Mobile operators are playing the price game, with both MTN and Vodacom hacking a chunk out of prepaid tariffs.
Vodacom yesterday announced it will drop its prepaid tariff to 2.8c per second, meeting MTN's announcement last week that it is slashing calls to less than 3c per second.
SA has been hoping that local operators would cut call rates off the back of interconnect rate cuts, the first of which was implemented at the beginning of the month.
With a high penetration of prepaid subscribers, analysts and industry watchers will be pleased to see the cuts begin in this market segment.

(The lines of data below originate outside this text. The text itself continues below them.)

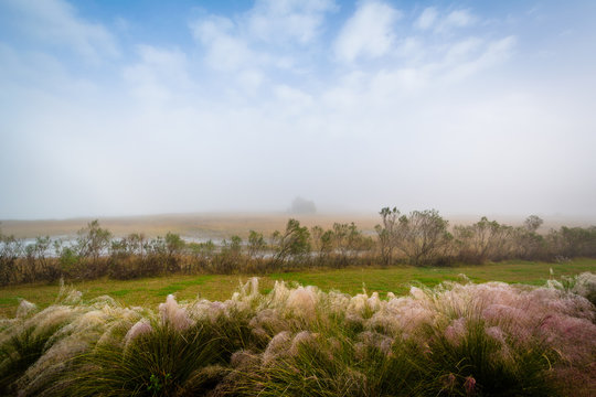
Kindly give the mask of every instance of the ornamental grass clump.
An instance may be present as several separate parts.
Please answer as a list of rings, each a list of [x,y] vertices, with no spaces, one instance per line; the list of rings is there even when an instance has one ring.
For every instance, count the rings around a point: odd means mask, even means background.
[[[19,396],[590,396],[593,275],[546,287],[445,282],[349,296],[258,280],[156,310],[61,292],[0,331]]]

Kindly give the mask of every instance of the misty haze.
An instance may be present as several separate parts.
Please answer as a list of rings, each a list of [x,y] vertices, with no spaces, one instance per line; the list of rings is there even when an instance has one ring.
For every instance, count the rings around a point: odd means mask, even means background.
[[[0,395],[594,396],[594,15],[0,0]]]

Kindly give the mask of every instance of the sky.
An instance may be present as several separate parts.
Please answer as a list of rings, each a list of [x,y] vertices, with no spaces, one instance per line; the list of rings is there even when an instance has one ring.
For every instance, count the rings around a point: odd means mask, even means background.
[[[0,0],[0,219],[596,215],[596,1]]]

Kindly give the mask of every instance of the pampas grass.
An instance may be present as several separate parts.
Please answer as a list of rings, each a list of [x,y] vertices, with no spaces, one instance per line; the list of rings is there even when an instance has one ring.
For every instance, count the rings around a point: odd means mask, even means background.
[[[19,396],[589,396],[595,276],[444,282],[381,299],[252,279],[224,302],[123,308],[63,290],[2,320]]]

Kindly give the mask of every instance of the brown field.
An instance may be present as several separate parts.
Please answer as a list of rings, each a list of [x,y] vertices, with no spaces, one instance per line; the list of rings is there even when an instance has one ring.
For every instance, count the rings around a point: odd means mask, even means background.
[[[209,213],[209,214],[169,214],[130,217],[99,217],[103,227],[116,236],[129,233],[145,233],[150,237],[163,236],[168,232],[183,236],[225,238],[238,235],[248,236],[251,229],[272,234],[285,228],[288,218],[294,217],[306,226],[320,225],[331,227],[334,222],[354,222],[359,228],[372,230],[379,223],[377,214],[341,214],[341,215],[295,215],[287,213]],[[47,221],[2,221],[2,233],[18,238],[39,235],[60,236],[74,235],[94,218],[47,219]]]
[[[471,224],[480,216],[476,215],[443,215],[450,225]],[[270,235],[274,230],[281,230],[288,218],[294,217],[304,225],[311,227],[320,225],[331,227],[333,223],[354,222],[360,229],[372,232],[374,225],[380,222],[375,211],[371,213],[352,214],[316,214],[296,215],[288,213],[196,213],[196,214],[163,214],[145,216],[98,217],[103,227],[109,229],[116,236],[125,236],[129,233],[145,233],[149,237],[163,236],[168,232],[178,233],[182,236],[203,238],[226,238],[238,235],[243,238],[248,236],[251,229]],[[497,219],[509,225],[520,225],[523,216],[488,215],[489,219]],[[541,232],[551,228],[566,226],[596,225],[595,218],[544,216],[544,225]],[[36,236],[63,236],[74,235],[95,217],[81,217],[70,219],[43,219],[43,221],[0,221],[3,234],[14,235],[17,238],[31,238]]]

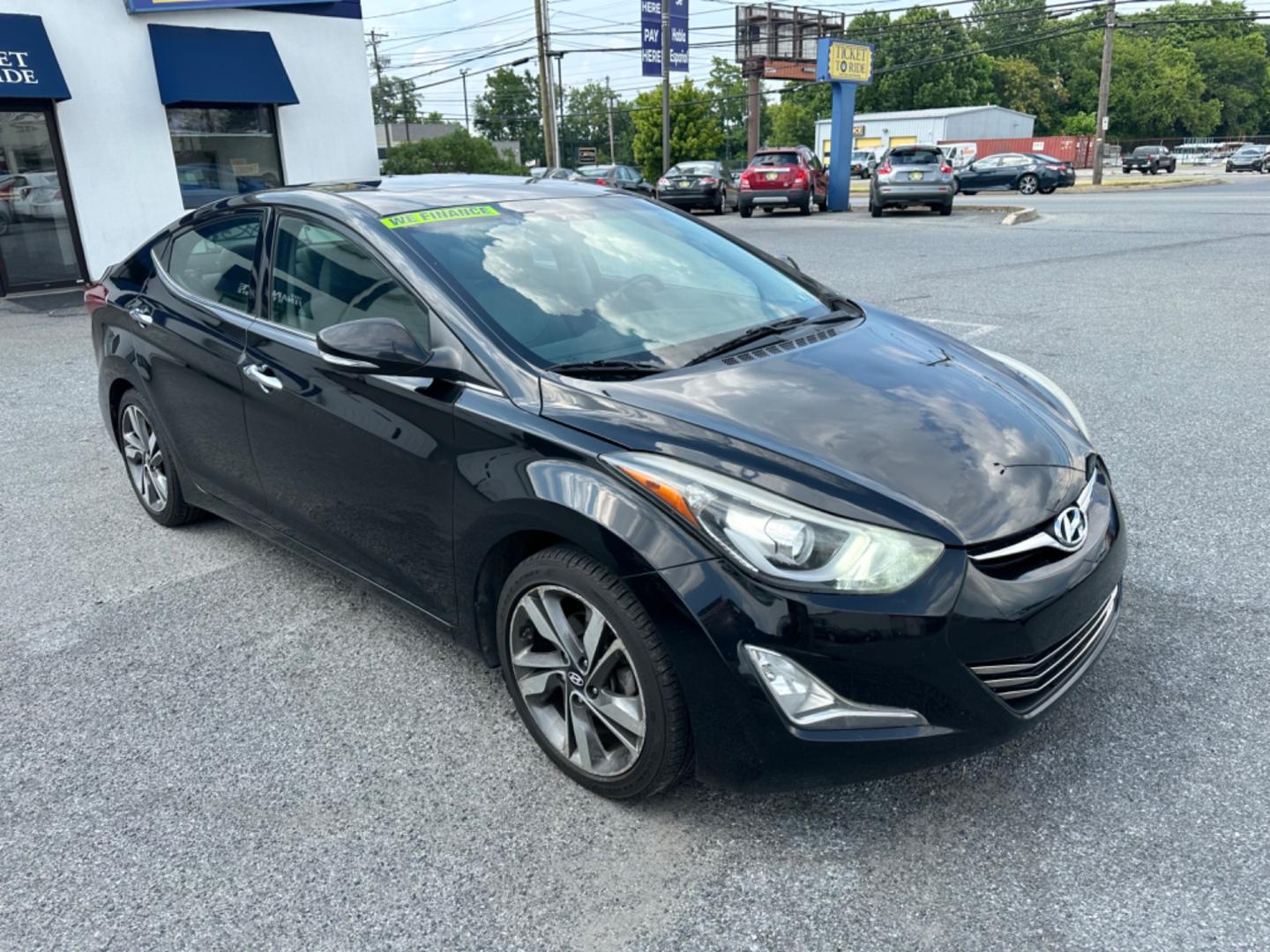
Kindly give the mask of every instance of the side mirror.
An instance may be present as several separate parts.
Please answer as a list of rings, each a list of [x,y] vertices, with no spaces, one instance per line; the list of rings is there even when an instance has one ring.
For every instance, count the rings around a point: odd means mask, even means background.
[[[399,376],[419,373],[431,357],[392,317],[363,317],[323,327],[318,331],[318,353],[345,371]]]

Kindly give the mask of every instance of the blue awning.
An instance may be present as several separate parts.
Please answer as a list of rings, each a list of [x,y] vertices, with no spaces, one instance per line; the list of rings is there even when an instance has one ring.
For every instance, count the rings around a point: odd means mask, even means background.
[[[164,105],[298,103],[268,33],[150,25]]]
[[[44,22],[0,14],[0,99],[70,99]]]

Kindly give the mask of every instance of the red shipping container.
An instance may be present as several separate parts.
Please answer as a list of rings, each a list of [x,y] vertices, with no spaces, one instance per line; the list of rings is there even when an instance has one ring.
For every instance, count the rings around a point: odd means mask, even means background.
[[[1033,136],[1031,138],[965,138],[945,140],[937,145],[973,142],[975,159],[999,152],[1041,152],[1074,162],[1077,169],[1093,168],[1093,136]]]

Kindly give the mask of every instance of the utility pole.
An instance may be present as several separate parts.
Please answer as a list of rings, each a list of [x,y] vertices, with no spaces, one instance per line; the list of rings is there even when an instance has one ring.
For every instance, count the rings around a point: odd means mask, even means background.
[[[613,90],[608,85],[608,76],[605,76],[605,90],[608,93],[608,161],[617,161],[617,150],[613,147]]]
[[[382,86],[384,84],[384,63],[380,61],[380,38],[387,37],[387,33],[380,33],[377,29],[371,30],[371,53],[375,57],[375,85]],[[380,93],[380,102],[384,102],[382,89],[377,89]],[[384,151],[387,152],[392,147],[392,129],[389,128],[389,113],[387,109],[384,110]]]
[[[671,0],[662,0],[662,174],[671,169]]]
[[[763,58],[761,56],[747,58],[742,72],[745,76],[745,160],[748,161],[758,151],[759,145],[758,121],[763,114]]]
[[[472,121],[467,118],[467,70],[460,70],[458,75],[464,77],[464,128],[467,129],[467,135],[471,135]]]
[[[1115,0],[1107,3],[1107,24],[1102,33],[1102,75],[1099,77],[1099,116],[1093,128],[1093,184],[1102,184],[1102,152],[1107,142],[1107,96],[1111,93],[1111,46],[1115,36]]]
[[[542,110],[542,151],[545,165],[559,165],[555,137],[555,95],[551,61],[547,60],[547,0],[533,0],[533,19],[538,29],[538,107]]]

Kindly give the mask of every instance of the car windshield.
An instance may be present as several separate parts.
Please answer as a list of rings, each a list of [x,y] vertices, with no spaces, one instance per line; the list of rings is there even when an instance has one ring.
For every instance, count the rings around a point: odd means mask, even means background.
[[[933,149],[897,149],[890,154],[893,165],[939,165],[944,155]]]
[[[384,225],[538,364],[678,367],[747,327],[829,312],[714,230],[626,197],[425,209]]]
[[[761,152],[749,160],[751,165],[798,165],[798,152]]]
[[[669,175],[718,175],[718,162],[679,162],[668,173]]]

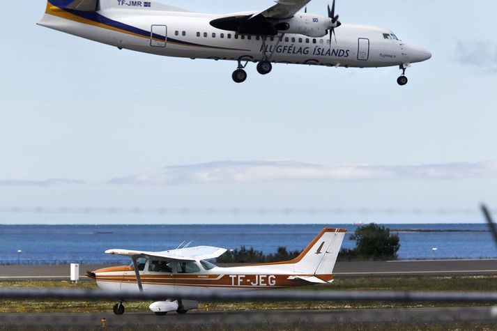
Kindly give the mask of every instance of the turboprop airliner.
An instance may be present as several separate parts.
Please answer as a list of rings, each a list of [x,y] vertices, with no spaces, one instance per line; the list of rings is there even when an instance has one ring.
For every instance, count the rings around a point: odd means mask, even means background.
[[[405,85],[406,68],[431,56],[388,29],[342,24],[335,0],[328,16],[303,13],[310,1],[277,0],[263,10],[214,15],[150,1],[48,0],[38,24],[119,49],[234,61],[236,83],[245,81],[244,69],[254,62],[261,75],[273,63],[399,66],[397,83]]]
[[[86,272],[101,289],[119,293],[189,288],[201,291],[247,291],[283,288],[333,282],[333,268],[346,230],[323,229],[296,259],[272,263],[220,268],[207,260],[222,255],[226,249],[199,246],[165,252],[109,249],[107,254],[128,256],[130,265]],[[181,298],[163,298],[151,304],[157,315],[176,311],[185,314],[198,308],[198,302]],[[124,314],[123,300],[113,308]]]

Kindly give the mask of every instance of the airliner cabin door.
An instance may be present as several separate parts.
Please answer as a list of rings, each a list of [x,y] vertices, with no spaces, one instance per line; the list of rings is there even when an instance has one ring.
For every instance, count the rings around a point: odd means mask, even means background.
[[[153,47],[165,47],[167,43],[167,26],[153,25],[151,31],[150,45]]]
[[[357,59],[367,61],[369,59],[369,40],[360,38],[358,41]]]

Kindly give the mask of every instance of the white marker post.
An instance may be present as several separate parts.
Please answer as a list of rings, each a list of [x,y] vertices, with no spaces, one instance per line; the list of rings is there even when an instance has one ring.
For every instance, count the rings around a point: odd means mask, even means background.
[[[71,282],[77,283],[79,280],[79,264],[71,263]]]

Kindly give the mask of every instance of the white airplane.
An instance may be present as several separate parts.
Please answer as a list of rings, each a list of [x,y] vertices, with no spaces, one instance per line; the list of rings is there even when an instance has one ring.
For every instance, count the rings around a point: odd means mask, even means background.
[[[165,252],[109,249],[107,254],[129,256],[130,265],[86,272],[98,287],[109,291],[146,291],[190,288],[196,291],[246,291],[282,288],[333,282],[333,268],[346,230],[323,229],[296,259],[284,262],[220,268],[207,260],[227,249],[208,246],[185,247]],[[180,245],[181,246],[181,245]],[[188,244],[187,245],[188,246]],[[168,298],[150,305],[158,315],[176,311],[185,314],[197,309],[196,301]],[[114,306],[124,313],[123,300]]]
[[[75,36],[144,53],[190,59],[231,60],[237,83],[257,62],[266,75],[272,63],[345,68],[406,68],[431,57],[390,30],[342,24],[335,0],[328,16],[300,12],[310,0],[276,0],[261,11],[228,15],[194,13],[158,2],[135,0],[48,0],[38,24]]]

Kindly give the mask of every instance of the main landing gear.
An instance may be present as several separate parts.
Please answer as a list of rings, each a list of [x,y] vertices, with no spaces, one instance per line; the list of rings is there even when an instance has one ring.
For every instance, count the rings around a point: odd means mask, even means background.
[[[247,80],[247,72],[244,69],[247,66],[247,63],[245,65],[242,65],[241,61],[238,61],[238,66],[237,69],[233,72],[233,75],[231,75],[235,83],[243,83]],[[257,72],[261,75],[268,75],[272,70],[273,65],[267,60],[261,61],[257,63]]]
[[[408,79],[406,77],[406,68],[407,67],[404,65],[400,66],[400,68],[402,70],[402,75],[401,75],[400,77],[397,79],[397,84],[398,84],[401,86],[404,86],[408,82]]]

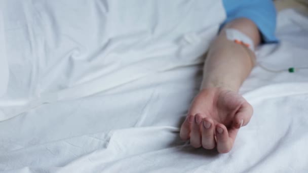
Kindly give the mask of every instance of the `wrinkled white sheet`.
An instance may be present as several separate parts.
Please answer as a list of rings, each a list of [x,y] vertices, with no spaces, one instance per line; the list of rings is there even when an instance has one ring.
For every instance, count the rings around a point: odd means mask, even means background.
[[[10,75],[0,99],[0,170],[308,170],[308,70],[256,67],[241,91],[254,116],[233,149],[194,149],[178,127],[198,91],[200,55],[225,18],[216,12],[222,6],[134,2],[6,1]],[[308,65],[308,18],[287,10],[278,19],[281,41],[260,47],[258,61]]]

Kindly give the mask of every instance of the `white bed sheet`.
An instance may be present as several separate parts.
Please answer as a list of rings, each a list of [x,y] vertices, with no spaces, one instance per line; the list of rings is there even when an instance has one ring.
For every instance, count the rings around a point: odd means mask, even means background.
[[[142,10],[157,10],[145,13],[159,13],[162,18],[144,24],[156,16],[140,17],[136,26],[126,28],[131,32],[117,33],[115,25],[130,26],[125,23],[129,18],[112,12],[141,10],[134,7],[141,2],[130,6],[117,1],[7,1],[14,9],[5,13],[10,17],[6,31],[11,66],[8,91],[0,99],[0,170],[307,171],[308,70],[271,73],[256,67],[241,91],[253,106],[254,115],[240,131],[233,150],[218,154],[194,149],[180,140],[178,127],[200,85],[200,56],[225,17],[220,13],[203,23],[200,6],[214,6],[207,14],[216,14],[222,6],[220,1],[182,1],[162,7],[148,1]],[[72,11],[65,13],[78,18],[61,16],[61,10],[71,4]],[[200,11],[191,11],[198,8]],[[91,9],[91,18],[81,9]],[[172,12],[179,16],[165,17]],[[189,17],[183,17],[187,14]],[[172,25],[178,21],[172,19],[178,17],[182,25],[192,25],[177,30]],[[190,21],[194,17],[199,21]],[[109,18],[118,20],[108,23]],[[43,25],[42,19],[46,20]],[[67,21],[73,22],[61,23]],[[136,31],[143,24],[144,29]],[[147,30],[148,26],[152,30]],[[308,66],[308,18],[286,10],[279,14],[278,28],[280,42],[260,47],[257,61],[276,69]],[[81,45],[81,40],[87,44]]]

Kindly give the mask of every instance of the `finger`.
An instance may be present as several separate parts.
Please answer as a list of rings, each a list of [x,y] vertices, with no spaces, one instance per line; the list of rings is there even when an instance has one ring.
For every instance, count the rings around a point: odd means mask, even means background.
[[[226,153],[231,150],[233,146],[232,138],[229,137],[226,127],[222,124],[216,126],[217,151],[220,153]]]
[[[202,121],[202,116],[200,114],[197,114],[194,118],[194,121],[191,122],[190,145],[195,148],[199,148],[202,146],[200,124]]]
[[[193,120],[193,115],[188,115],[186,117],[186,119],[181,126],[180,129],[180,137],[183,140],[188,140],[189,139],[189,134],[190,133],[190,127],[189,124],[189,119],[190,121]]]
[[[205,118],[203,119],[202,123],[202,147],[207,149],[212,149],[215,148],[216,143],[214,138],[215,125],[212,119]]]
[[[241,126],[246,125],[249,122],[253,113],[252,106],[248,102],[245,103],[235,115],[233,126],[240,128]]]

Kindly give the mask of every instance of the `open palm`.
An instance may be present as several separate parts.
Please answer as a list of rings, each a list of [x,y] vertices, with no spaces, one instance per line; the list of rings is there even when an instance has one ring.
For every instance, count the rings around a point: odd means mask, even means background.
[[[229,152],[239,128],[252,115],[252,107],[238,93],[222,88],[201,91],[195,98],[182,124],[181,138],[190,139],[196,148],[217,147],[219,153]]]

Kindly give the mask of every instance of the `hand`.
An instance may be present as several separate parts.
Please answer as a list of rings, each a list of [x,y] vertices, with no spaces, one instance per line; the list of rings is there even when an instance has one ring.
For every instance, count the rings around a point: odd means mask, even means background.
[[[195,98],[180,136],[190,139],[195,148],[202,146],[228,152],[240,128],[251,117],[251,105],[236,92],[219,88],[202,90]]]

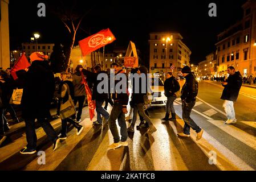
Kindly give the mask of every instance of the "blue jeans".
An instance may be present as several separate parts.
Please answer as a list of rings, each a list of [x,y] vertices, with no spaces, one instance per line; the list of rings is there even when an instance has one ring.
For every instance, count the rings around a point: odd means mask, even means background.
[[[97,121],[102,123],[101,115],[107,120],[109,118],[109,114],[102,107],[104,100],[96,100],[96,111],[97,112]]]
[[[182,119],[185,122],[183,133],[186,135],[190,135],[190,127],[197,133],[200,133],[202,130],[190,118],[191,111],[195,104],[196,101],[188,104],[182,102]]]
[[[125,142],[128,138],[125,115],[123,112],[122,105],[115,103],[111,111],[111,114],[110,114],[109,120],[108,121],[109,130],[114,138],[115,143],[118,143],[120,141],[117,126],[116,124],[116,119],[117,119],[118,124],[120,127],[121,142]]]

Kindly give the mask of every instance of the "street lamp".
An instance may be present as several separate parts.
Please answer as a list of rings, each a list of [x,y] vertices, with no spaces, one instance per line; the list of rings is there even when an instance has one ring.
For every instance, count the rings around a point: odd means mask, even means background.
[[[172,36],[171,36],[172,38]],[[171,38],[170,38],[169,37],[168,37],[166,38],[163,38],[162,39],[162,41],[165,41],[166,43],[166,57],[165,57],[165,77],[167,75],[167,50],[168,50],[168,42],[170,41]]]
[[[38,39],[39,38],[40,35],[38,34],[34,34],[34,36],[35,37],[35,40],[36,40],[36,52],[38,52],[38,47],[37,46],[37,39]]]

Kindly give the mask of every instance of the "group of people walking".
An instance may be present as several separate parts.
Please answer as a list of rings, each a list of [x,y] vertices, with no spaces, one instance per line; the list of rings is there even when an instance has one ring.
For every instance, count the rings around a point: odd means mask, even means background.
[[[109,70],[107,72],[101,70],[100,65],[94,68],[92,72],[84,69],[82,65],[76,67],[76,73],[73,75],[72,81],[68,80],[66,72],[61,73],[62,81],[58,92],[58,113],[62,119],[62,130],[58,134],[56,133],[49,122],[51,117],[50,109],[52,98],[55,91],[54,76],[50,69],[49,61],[46,60],[47,57],[41,52],[34,52],[30,56],[31,66],[22,75],[23,92],[21,101],[22,118],[26,123],[26,135],[27,145],[20,152],[22,154],[35,154],[36,148],[36,134],[35,133],[35,122],[37,122],[43,127],[49,139],[53,143],[53,150],[58,147],[61,140],[67,138],[67,123],[70,123],[76,130],[76,134],[81,134],[84,127],[79,125],[82,121],[82,113],[83,104],[86,99],[85,80],[91,85],[92,90],[92,100],[95,101],[97,121],[94,122],[94,125],[106,126],[108,124],[110,131],[113,137],[113,143],[109,146],[109,149],[115,149],[121,146],[127,146],[128,133],[133,133],[134,127],[137,121],[137,115],[139,115],[140,123],[137,126],[137,129],[147,129],[146,133],[152,134],[157,131],[151,122],[147,110],[147,103],[145,97],[148,97],[148,93],[151,93],[147,86],[148,83],[143,83],[140,80],[139,92],[135,92],[136,86],[134,81],[131,82],[132,93],[129,92],[128,75],[122,69],[122,66],[117,63],[113,63],[112,67],[115,71],[115,77],[111,78]],[[227,69],[229,76],[225,82],[222,82],[225,87],[221,99],[225,100],[224,107],[227,113],[227,120],[226,124],[232,124],[237,122],[234,109],[233,102],[235,101],[242,85],[242,76],[239,72],[235,72],[234,68],[230,67]],[[182,101],[182,117],[185,125],[182,133],[177,135],[181,138],[190,137],[190,130],[192,128],[197,133],[196,140],[200,140],[203,134],[204,130],[199,127],[191,118],[190,114],[196,104],[196,97],[198,92],[198,83],[194,75],[189,67],[185,66],[181,70],[181,73],[185,78],[185,82],[180,92]],[[102,93],[100,91],[99,85],[102,80],[98,80],[98,76],[101,73],[107,75],[108,85],[111,79],[114,79],[115,89],[117,85],[120,86],[121,79],[117,77],[127,78],[126,88],[122,88],[126,90],[120,93],[117,90],[108,93]],[[147,76],[148,69],[141,66],[133,68],[131,73],[137,73],[139,76],[145,75]],[[3,112],[6,108],[7,101],[5,101],[5,93],[3,85],[5,83],[6,75],[0,74],[0,96],[2,104],[0,114],[2,116],[0,122],[0,131],[1,139],[3,138],[5,123]],[[132,79],[134,79],[133,78]],[[130,83],[131,84],[131,83]],[[143,87],[147,88],[146,92],[143,92]],[[166,114],[162,119],[164,121],[174,121],[176,119],[176,114],[173,106],[175,100],[180,96],[180,86],[172,72],[166,75],[166,79],[164,82],[164,94],[167,97],[166,105]],[[137,89],[137,91],[138,90]],[[131,97],[130,97],[131,96]],[[131,99],[129,100],[129,98]],[[130,100],[130,101],[129,101]],[[103,104],[106,102],[104,107]],[[76,113],[75,105],[78,102],[78,111]],[[110,113],[107,110],[107,104],[109,102],[112,106]],[[9,102],[8,102],[9,103]],[[125,114],[128,114],[127,106],[130,105],[129,117],[133,114],[132,122],[127,127],[125,121]],[[5,106],[3,106],[4,105]],[[3,109],[2,109],[3,108]],[[120,128],[120,135],[116,125],[116,121]],[[107,124],[107,125],[105,125]]]

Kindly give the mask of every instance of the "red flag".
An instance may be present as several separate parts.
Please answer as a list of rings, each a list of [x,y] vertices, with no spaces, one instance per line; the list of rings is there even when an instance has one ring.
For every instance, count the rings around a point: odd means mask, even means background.
[[[89,88],[89,85],[88,85],[88,83],[84,78],[84,75],[82,74],[83,82],[84,84],[84,86],[86,87],[86,95],[87,96],[87,101],[88,101],[88,106],[89,107],[89,113],[90,113],[90,118],[91,121],[92,121],[92,119],[94,118],[94,110],[96,108],[96,103],[95,101],[92,100],[92,92]]]
[[[19,58],[18,61],[15,63],[13,69],[11,70],[11,74],[14,80],[18,78],[16,75],[16,72],[21,70],[25,69],[30,66],[30,64],[29,63],[27,57],[26,57],[25,53],[23,53],[21,57]]]
[[[79,41],[80,48],[83,56],[110,44],[116,40],[116,38],[109,28],[103,30],[99,32]]]

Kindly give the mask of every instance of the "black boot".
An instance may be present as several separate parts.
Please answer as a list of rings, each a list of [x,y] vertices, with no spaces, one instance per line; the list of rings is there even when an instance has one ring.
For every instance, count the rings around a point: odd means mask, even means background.
[[[169,119],[170,121],[176,120],[176,114],[175,113],[172,113],[172,118]]]
[[[165,114],[165,117],[164,117],[164,118],[161,119],[162,120],[165,121],[169,121],[169,117],[170,116],[170,114],[168,113],[166,113]]]

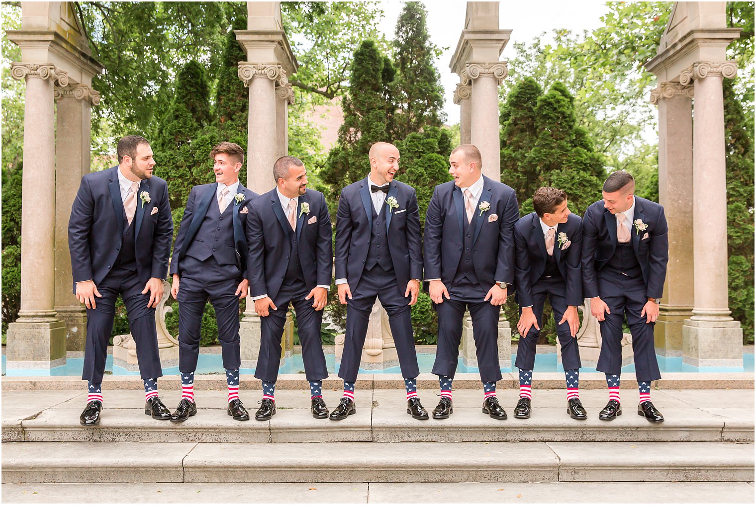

Many had expected consumer cuts to happen in the contract space, where there is a lower density of subscribers.
Vodacom SA's MD, Shameel Joosub, says: “By lowering the All Day Prepaid call rates, our customers can pay less and talk more at any time of the day when calling Vodacom family and friends - they don't have to wait for off-peak times to make that important call.”
MTN has also dropped SMS and MMS rates.
Not the best
The one-for-one price drop between the operators could be the beginning of a price war between the two companies; however, it is likely this prepaid price cut will be the last for some time.
Global consulting firm Bain & Company says a price war between the operators is not sustainable, and will not provide the operators a means to curb the high churn rates in their customer base.
Bain's newly-appointed managing partner in SA, Vittorio Massone, says the operators will need to look at more innovative ideas to hold onto customers and a price drop may not be the right way to go. This is despite the fact that locals still feel they pay too much for telecoms.
Massone says high churn is a specific characteristic of the South African market, with the prepaid market facing a rate as high as 40%. Local industry analysts have attributed the churn to the ease with which consumers were able to buy SIM cards and take advantage of specials.
Apps for loyalty
However, Massone believes SA's mobile operators now have a chance to create a loyalty base that does not rely on price drops. “When competition is fierce, the kneejerk reaction is to cut prices; innovative applications and services could keep the customer loyal and provide the value-add that operators need to differentiate,” he says.
With content and services growing internationally at an exponential pace, Massone says local operators should be taking advantage of the trend that will become integral to South African customers.
Apple and Google have proved that useful mobile applications can be a significant revenue driver, and Massone says the “open” approach to application development will boost operators' options.
“Many operators will not be willing to risk the investment in in-house development of products, so if they open it up to the market, and then find the application that is doing well and support that, they will have a good model to work with,” he notes.
Local operators have not yet responded to ITWeb's query as to whether the services and application opportunity is one they plan to follow.